No, it doesn't mean that. There is no way to derive the proposition "tiling the universe with paper-clips is a pointless thing to do" from pure logic and empirical observation. You and I only believe it because we are humans, and cannot see how such a thing would even slightly satisfy our human goals. If another being has "tile the universe with paper-clips" as its goal that fact alone is no reflection on its intelligence at all. If it then turned our to be extremely good at tiling the universe with paper-clips (a task which will likely include outsmarting humanity) then I would be happy to call it super-intelligent.

Secondly: "Our local reason of the universe being strongly optimal according to that process's utility function."

That was a typo, I meant to write 'our local region of the universe'. Hope that's clearer now.

comment by timtyler · 2011-06-11T10:49:59.004Z · LW(p) · GW(p)

Are there other advances in computer science that might show up within the next twenty years, that would make friendly-AI much less interesting?

Well the general counter is not advances in computer science, but rather the idea that a rogue agent getting much more powerful that other public players that integrate into the rest of society is unlikely.

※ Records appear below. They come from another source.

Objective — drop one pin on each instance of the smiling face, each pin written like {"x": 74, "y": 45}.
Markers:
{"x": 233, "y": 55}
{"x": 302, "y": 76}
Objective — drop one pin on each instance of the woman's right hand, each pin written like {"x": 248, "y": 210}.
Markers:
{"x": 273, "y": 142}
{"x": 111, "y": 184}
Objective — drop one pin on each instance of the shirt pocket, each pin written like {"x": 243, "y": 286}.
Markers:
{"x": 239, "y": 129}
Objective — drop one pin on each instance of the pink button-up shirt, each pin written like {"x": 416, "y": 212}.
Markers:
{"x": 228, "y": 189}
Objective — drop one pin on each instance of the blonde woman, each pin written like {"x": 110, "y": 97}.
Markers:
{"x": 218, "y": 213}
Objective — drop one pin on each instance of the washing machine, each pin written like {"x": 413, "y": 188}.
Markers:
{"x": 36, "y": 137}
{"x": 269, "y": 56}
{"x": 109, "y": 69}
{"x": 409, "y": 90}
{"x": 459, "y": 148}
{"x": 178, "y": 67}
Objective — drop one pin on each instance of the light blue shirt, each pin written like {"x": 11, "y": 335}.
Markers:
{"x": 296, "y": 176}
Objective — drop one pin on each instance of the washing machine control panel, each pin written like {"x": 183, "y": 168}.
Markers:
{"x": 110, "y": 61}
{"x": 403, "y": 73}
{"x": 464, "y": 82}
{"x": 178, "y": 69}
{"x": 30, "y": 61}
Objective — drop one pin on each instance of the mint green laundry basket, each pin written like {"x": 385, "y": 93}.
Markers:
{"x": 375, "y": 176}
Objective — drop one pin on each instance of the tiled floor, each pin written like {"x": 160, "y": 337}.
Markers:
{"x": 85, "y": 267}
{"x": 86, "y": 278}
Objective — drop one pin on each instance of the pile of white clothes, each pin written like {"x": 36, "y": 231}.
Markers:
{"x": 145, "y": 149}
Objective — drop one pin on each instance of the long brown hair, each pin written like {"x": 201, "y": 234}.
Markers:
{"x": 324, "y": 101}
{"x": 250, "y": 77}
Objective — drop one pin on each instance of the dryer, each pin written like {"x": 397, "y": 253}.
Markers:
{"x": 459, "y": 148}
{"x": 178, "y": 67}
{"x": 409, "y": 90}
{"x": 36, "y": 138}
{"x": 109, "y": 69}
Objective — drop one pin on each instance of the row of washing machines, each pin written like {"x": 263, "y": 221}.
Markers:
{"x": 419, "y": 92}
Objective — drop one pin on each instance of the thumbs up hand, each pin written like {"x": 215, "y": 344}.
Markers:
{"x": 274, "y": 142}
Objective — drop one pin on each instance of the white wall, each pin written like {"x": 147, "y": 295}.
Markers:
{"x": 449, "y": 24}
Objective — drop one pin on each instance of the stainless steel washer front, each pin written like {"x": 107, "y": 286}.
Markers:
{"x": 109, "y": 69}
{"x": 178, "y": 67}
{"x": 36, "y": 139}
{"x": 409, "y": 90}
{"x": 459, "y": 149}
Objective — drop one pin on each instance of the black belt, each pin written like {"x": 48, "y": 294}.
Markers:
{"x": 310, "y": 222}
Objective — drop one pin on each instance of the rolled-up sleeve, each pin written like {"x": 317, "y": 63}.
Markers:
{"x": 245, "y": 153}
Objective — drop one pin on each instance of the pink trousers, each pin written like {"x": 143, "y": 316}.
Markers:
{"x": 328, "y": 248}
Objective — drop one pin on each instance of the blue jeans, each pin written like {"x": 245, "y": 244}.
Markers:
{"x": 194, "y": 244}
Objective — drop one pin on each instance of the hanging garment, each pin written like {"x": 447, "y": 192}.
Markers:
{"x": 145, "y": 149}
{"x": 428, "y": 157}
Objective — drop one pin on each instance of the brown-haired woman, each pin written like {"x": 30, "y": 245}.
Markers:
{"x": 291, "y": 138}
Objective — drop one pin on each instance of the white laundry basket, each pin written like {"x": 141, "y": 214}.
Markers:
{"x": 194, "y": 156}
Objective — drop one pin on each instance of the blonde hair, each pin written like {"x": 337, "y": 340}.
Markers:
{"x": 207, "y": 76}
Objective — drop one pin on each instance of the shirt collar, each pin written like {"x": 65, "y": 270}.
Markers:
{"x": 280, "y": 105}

Today machine intelligence integrates into people's mobile phones, desktop computers. It knows about privacy. It knows when to be unobtrusive. It knows what people like. That process seems likely to continue for quite a while, with machines absorbing human values along the way. It is easier to cooperate with humans than to recycle their atoms, especially when they have direct access to mature advanced molecular nanotechnology bodies, and you don't.

So, we will likely initally see a global advance, that is integrated into human society, and which involves machines absorbing human values, so as to better give them what they want. That doesn't address longer-term questions - but it does make the scenario of an uncaring machine intelligence arising first and trashing the planet seem relatively unlikely. Instead, superhuman machine intelligence will arise out of subhuman machine intelligence - which will by that point most likely have an extended history of cooperating with humans and respecting their values.

comment by Alexei · 2011-06-11T18:19:15.886Z · LW(p) · GW(p)

The main problem that remains unsolved is that somebody else can still build a fully self-improving UFAI. And that AI, being a lot smarter and more free than your limited AI, will crush it. The best way to prevent that from happening is to have a system that can monitor and understand pretty much everything, and that's pretty much FAI.

Replies from: xxd
comment by xxd · 2011-12-20T18:33:44.999Z · LW(p) · GW(p)

Is it really the case that an unrestricted growing entity will outcompete a restricted growing entity?

i.e. something like Cancer vs the Immune System.

I'm not convinced that the unrestricted growing entity will always win.

Replies from: Alexei
comment by Alexei · 2011-12-21T16:38:55.751Z · LW(p) · GW(p)

Didn't you just answer your own question?

And the problem isn't that unrestricted growing entity will always win. One win will be enough to end it all.